A new study, however, found that a few extra dollars on a university’s part might go a long way in terms of changing that calculus for low-income students. The working paper, published by the National Bureau of Economic Research, examined the effects of a targeted-outreach campaign for low-income students at the University of Michigan.
The campaign, known as the High Achieving Involved Leader (HAIL) Scholarship, encourages highly qualified, low-income students to apply to the university, promising them four years of education free of tuition and fees. Students are sent a personalized mailing with all of the information, which costs the university less than $10 each to produce and send out; the students’ parents and school principals are also contacted separately. And the offer of free tuition isn’t contingent upon filling out financial-aid forms such as the Free Application for Federal Student Aid (FAFSA).
The researchers, led by the University of Michigan economist Susan Dynarski, found “very large effects of the HAIL scholarship offer on application and enrollment rates at the University of Michigan and more generally on college choice.” Students who received the mailing were more than twice as likely to apply to the University of Michigan compared with a control group. The percentage of low-income students enrolling at the university more than doubled as well—from 13 percent in the control group to 28 percent in the group of students who received the mailer.
The HAIL Scholarship is a new program, but even without it the students would likely have been able to attend the University of Michigan free of charge—90 percent of similarly situated high-achieving, low-income students receive full-tuition scholarships. But HAIL makes that fact explicit: It isn’t that students can apply and have the chance to afford the college—if they apply and are accepted, it is guaranteed.
The study shows one way to tackle the phenomenon known as “undermatching,” which is when high-achieving students don’t attend the most selective college they could get into. It’s something researchers have studied and worried about for several years now, since it tends to occur most frequently among low-income students. While it has been argued that there’s too much attention being focused on getting low-income students into a small number of elite colleges, as I’ve previously written, students who undermatch are less likely to graduate than their peers who don’t, and they forgo a range of social benefits accrued from attending an elite college.
In some cases, the students enrolling at Michigan wouldn’t have gone to college at all had they not had been contacted. “One-quarter of the enrollment effect (four percentage points) is driven by students who would not have attended any college in the absence of the treatment,” the authors of the report wrote. “The balance would have attended a community college or a less selective four-year college in the absence of the treatment.”
For the researchers, the next step in evaluating the program is to track its effects on students’ choice of major, graduation rates, and, in the long term, lifetime earnings. But for now, the results “show that a low-cost, low-touch intervention can strongly affect student application and enrollment at selective colleges.”

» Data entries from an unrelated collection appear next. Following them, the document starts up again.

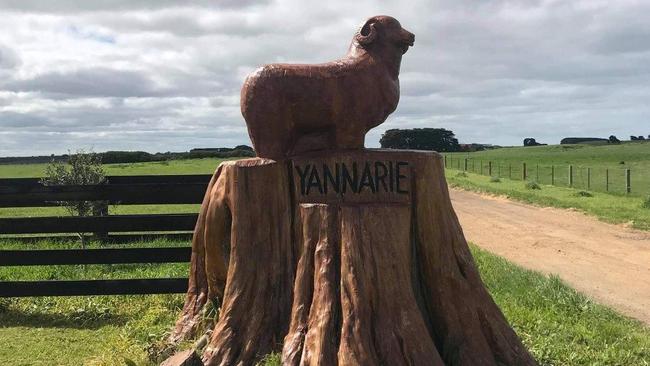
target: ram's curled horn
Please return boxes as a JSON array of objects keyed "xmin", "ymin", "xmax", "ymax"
[{"xmin": 357, "ymin": 19, "xmax": 377, "ymax": 45}]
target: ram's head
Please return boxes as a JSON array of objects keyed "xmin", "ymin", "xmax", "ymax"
[{"xmin": 355, "ymin": 15, "xmax": 415, "ymax": 54}]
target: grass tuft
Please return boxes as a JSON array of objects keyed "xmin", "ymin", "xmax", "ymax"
[
  {"xmin": 526, "ymin": 181, "xmax": 542, "ymax": 190},
  {"xmin": 641, "ymin": 196, "xmax": 650, "ymax": 209}
]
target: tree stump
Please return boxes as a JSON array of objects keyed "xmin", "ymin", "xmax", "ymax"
[{"xmin": 170, "ymin": 149, "xmax": 536, "ymax": 365}]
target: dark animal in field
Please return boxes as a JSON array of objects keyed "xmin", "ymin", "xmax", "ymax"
[{"xmin": 241, "ymin": 16, "xmax": 415, "ymax": 159}]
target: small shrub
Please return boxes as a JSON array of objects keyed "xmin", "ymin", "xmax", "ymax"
[
  {"xmin": 641, "ymin": 196, "xmax": 650, "ymax": 209},
  {"xmin": 526, "ymin": 180, "xmax": 542, "ymax": 189}
]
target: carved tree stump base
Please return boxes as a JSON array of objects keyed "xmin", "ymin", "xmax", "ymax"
[{"xmin": 170, "ymin": 150, "xmax": 535, "ymax": 365}]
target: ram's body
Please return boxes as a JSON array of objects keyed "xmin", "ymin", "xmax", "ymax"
[{"xmin": 241, "ymin": 18, "xmax": 413, "ymax": 159}]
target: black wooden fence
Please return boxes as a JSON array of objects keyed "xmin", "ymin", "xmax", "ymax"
[{"xmin": 0, "ymin": 175, "xmax": 211, "ymax": 297}]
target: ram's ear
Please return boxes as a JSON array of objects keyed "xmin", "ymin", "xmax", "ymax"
[{"xmin": 357, "ymin": 18, "xmax": 377, "ymax": 46}]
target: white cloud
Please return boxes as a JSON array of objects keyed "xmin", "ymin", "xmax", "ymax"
[{"xmin": 0, "ymin": 0, "xmax": 650, "ymax": 156}]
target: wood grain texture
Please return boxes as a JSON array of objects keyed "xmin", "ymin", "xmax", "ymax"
[{"xmin": 165, "ymin": 150, "xmax": 536, "ymax": 365}]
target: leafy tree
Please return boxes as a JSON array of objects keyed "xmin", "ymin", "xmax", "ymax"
[
  {"xmin": 379, "ymin": 128, "xmax": 460, "ymax": 152},
  {"xmin": 524, "ymin": 137, "xmax": 546, "ymax": 146},
  {"xmin": 41, "ymin": 150, "xmax": 108, "ymax": 248}
]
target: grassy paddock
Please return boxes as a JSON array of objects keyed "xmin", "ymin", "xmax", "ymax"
[
  {"xmin": 445, "ymin": 141, "xmax": 650, "ymax": 196},
  {"xmin": 0, "ymin": 158, "xmax": 233, "ymax": 178},
  {"xmin": 445, "ymin": 169, "xmax": 650, "ymax": 230},
  {"xmin": 0, "ymin": 240, "xmax": 650, "ymax": 366},
  {"xmin": 0, "ymin": 240, "xmax": 189, "ymax": 365}
]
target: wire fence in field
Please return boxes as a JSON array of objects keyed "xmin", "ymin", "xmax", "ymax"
[{"xmin": 444, "ymin": 155, "xmax": 650, "ymax": 195}]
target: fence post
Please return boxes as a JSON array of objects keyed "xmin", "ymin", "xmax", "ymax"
[
  {"xmin": 625, "ymin": 169, "xmax": 632, "ymax": 193},
  {"xmin": 551, "ymin": 165, "xmax": 555, "ymax": 186}
]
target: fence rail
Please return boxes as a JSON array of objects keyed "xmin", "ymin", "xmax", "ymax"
[
  {"xmin": 0, "ymin": 175, "xmax": 212, "ymax": 297},
  {"xmin": 444, "ymin": 155, "xmax": 650, "ymax": 195}
]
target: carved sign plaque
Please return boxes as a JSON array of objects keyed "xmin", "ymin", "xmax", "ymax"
[{"xmin": 291, "ymin": 150, "xmax": 412, "ymax": 203}]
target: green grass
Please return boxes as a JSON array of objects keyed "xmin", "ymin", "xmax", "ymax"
[
  {"xmin": 472, "ymin": 246, "xmax": 650, "ymax": 366},
  {"xmin": 0, "ymin": 157, "xmax": 650, "ymax": 366},
  {"xmin": 0, "ymin": 240, "xmax": 189, "ymax": 365},
  {"xmin": 445, "ymin": 141, "xmax": 650, "ymax": 196},
  {"xmin": 0, "ymin": 158, "xmax": 224, "ymax": 217},
  {"xmin": 0, "ymin": 241, "xmax": 650, "ymax": 366},
  {"xmin": 446, "ymin": 169, "xmax": 650, "ymax": 230}
]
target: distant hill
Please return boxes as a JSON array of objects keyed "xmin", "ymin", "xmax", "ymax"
[{"xmin": 560, "ymin": 137, "xmax": 609, "ymax": 145}]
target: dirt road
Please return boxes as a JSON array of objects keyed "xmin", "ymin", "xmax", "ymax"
[{"xmin": 450, "ymin": 190, "xmax": 650, "ymax": 324}]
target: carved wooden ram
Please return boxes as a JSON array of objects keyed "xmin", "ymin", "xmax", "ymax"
[{"xmin": 241, "ymin": 16, "xmax": 415, "ymax": 159}]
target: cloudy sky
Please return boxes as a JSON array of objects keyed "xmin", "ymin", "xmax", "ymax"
[{"xmin": 0, "ymin": 0, "xmax": 650, "ymax": 156}]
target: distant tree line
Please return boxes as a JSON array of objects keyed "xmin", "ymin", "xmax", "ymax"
[
  {"xmin": 379, "ymin": 128, "xmax": 461, "ymax": 152},
  {"xmin": 524, "ymin": 137, "xmax": 546, "ymax": 146},
  {"xmin": 0, "ymin": 145, "xmax": 255, "ymax": 164}
]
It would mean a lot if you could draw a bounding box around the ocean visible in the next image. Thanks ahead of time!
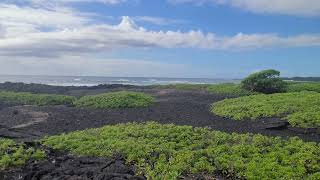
[0,75,239,86]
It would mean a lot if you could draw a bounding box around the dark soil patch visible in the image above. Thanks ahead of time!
[0,150,146,180]
[0,85,320,180]
[0,86,320,142]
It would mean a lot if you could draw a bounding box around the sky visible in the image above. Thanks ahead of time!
[0,0,320,78]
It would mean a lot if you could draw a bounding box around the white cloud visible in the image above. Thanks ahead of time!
[133,16,187,25]
[0,56,190,77]
[0,3,320,58]
[168,0,320,16]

This is the second study in the past week showing the positive effects of a guarantee for low-income and minority students. A study published by the American Educational Research Association found that undermatching is reduced when low-income students know that their admission is ensured through state policy. The study examined the University of Texas system and its “top 10 percent plan,” which guarantees admission to students in the top 10 percent of their high-school class.
In both the Michigan and Texas studies, the students were given clear information that going to college—and to an elite college, at that—was a real possibility. As Kalena Cortes, an associate professor at Texas A&M and one of the Texas study’s authors, said, “Demystifying college-admissions policy is a pathway to greater inclusion.”